Ellen Johnson Sirleaf Interview Part 3
Friday, October 30, 2009 8:58Continued from Part 1 and Part 2
Palava Hut: The Abuja Treaty indicates that factional heads should participate in the May 1997 elections. Some Liberians are vehemently opposed to that proposition. They say that any decision to go after an elected rebel would be far from unanimous, so they would “let principle count now for something at the risk of behaving like those they seek to exclude.” Those Liberians also argue that they have “300,000 reasons to give why armed bandits should be excluded from the elections,” and that it should not matter whether their reasoning makes sense to outsiders who do not share Liberia’s tragedy; that Liberians must resolve to exclude the marauders from any activity leading to the choice of Liberia’s next political leader. A classic analogy is being made to the United States that did not invite her rebels to theelections after the American Civil War of 1861-1865. Those rebels were said to have been denied the right to vote–let alone run for an office–for five years after the war. What is your line of reasoning?

Ellen Sirleaf
Ellen Johnson-Sirleaf: When one looks at it in terms of what has happened to country, one can say that the exclusion of factional heads from the electoral process is a rational way to go. I share the view of ECOMOG that the Liberian situation being the way it is, that it is time to engage all of those who seek to run the country, who seek to lead the country, to give all of them the opportunity to test their own popularity by the vote–to do so in a peaceful way in which the people in the country will let them know whether or not they see in them what it takes to lead the country. To exclude tem a priori without the people’s choice, I think will lead us again to continued conflict in the country. I think that’s what everybody is trying to avoid.

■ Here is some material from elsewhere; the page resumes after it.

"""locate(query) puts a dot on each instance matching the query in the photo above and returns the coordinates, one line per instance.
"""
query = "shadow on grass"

Palava Hut: After the 1985 elections, you were held for sedition by the National Democratic Party of Liberia (NDPL) government. Reports also indicate that the government even refused you an exit visa. When you had the opportunity to leave Liberia, you traveled to the United States. While you were here in the late 1980s, it has been said that through the Association for Constitutional Democracy in Liberia (ACDL), you teamed up with Dr. Amos Sawyer, Clarence Simpson, Taylor Major, Richard Tolbert, Chu Chu Horton, A. Romeo Horton, among others, to rid Liberians of Samuel Doe who was perceived as a dictator. What is your side of the story?
Ellen Johnson-Sirleaf: I’m sorry that people have a way of trying to misrepresent and misinterpret the facts. Yes, there was the Association for Constitutional Democracy in Liberia that was formed here in the United States essentially as a pressure group to try to bring the Doe Government back to where we were in 1985 when we had a successfully concluded election in which the NDPL did not win. So that group did not comprise the names you just called. Key members were people like Tom Woewiyu; yes, Amos Sawyer; yes, I was a member; Harry Greaves was, and many of us who had, in some way or the other, been a part of the 1985 electoral process. It was mainly a peaceful civilian pressure group that was going to mobilize Liberians and then mobilize friends of Liberia to again prepare for another round of political process in Liberia to challenge Samuel Doe. People have attributed all kinds of objectives to this. This was not any kind of a secret or closed group. It was open. There’s nothing wrong with that as long as they are open, above board, legal and are abiding by the rules and regulations of he country. We thought it was an effective thing.